AG Berlin-Mitte, Az.: 3 C 3490/08, Urteil vom 27.07.2010

1. Die Klage wird abgewiesen.

2. Der Kläger hat die Kosten des Rechtsstreits zu tragen.

3. Das Urteil ist vorläufig vollstreckbar. Der Kläger kann die Vollstreckung durch die Beklagten durch Sicherheitsleistungen in Höhe des beizutreibenden Betrages abwenden, wenn diese nicht vorher in gleicher Höhe Sicherheit leisten.

Tatbestand

Der Kläger beansprucht von den Beklagten Schadensersatz auf Grund eines Verkehrsunfalls, der sich am 05.03.2008, gegen 10:30 Uhr auf der B… Str. in Berlin ereignet hat. Zum damaligen Zeitpunkt fuhr der Kläger mit seinem Fahrzeug mit dem amtl. Kennzeichen … und der Beklagte zu 2) mit seinem Fahrzeug mit dem amtl. Kennzeichen ….

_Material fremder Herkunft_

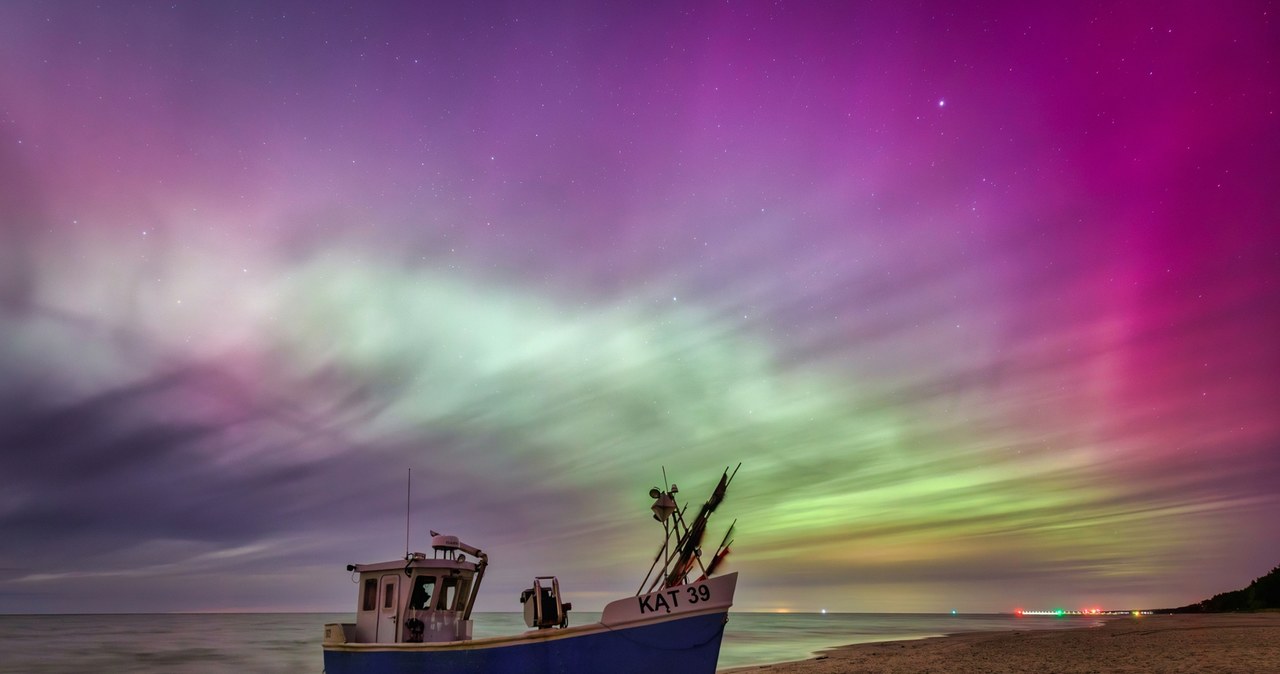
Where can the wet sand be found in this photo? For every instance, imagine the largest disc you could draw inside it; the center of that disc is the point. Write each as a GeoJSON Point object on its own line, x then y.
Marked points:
{"type": "Point", "coordinates": [1244, 643]}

Der Kläger behauptet, auf Höhe des Audizentrums habe ein vorausfahrendes Fahrzeug stark abgebremst, so dass er gezwungen gewesen sei, bis zum Stillstand abzubremsen und unmittelbar danach sei der Beklagte zu 2) mit seinem Fahrzeug auf das klägerische Fahrzeug im Heckbereich aufgefahren und habe es dort erheblich beschädigt.

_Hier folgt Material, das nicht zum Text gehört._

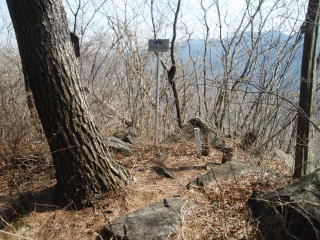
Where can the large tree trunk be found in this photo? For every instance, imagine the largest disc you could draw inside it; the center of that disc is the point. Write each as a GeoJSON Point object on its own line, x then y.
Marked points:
{"type": "Point", "coordinates": [304, 154]}
{"type": "Point", "coordinates": [84, 169]}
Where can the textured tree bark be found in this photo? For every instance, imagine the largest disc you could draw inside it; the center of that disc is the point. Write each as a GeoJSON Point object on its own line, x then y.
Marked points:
{"type": "Point", "coordinates": [304, 155]}
{"type": "Point", "coordinates": [84, 169]}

Verkehrsunfall: Darlegungs- und Beweislast bei Vorschäden
Symbolfoto: FreedomTumZ/Bigstock

Es liege ein wirtschaftlicher Totalschaden vor, gemäß dem eingereichten Privatgutachten und die vorhandenen Vorschäden seien alle Sach- und Fachgerecht bis zum 30.09.2007 repariert worden.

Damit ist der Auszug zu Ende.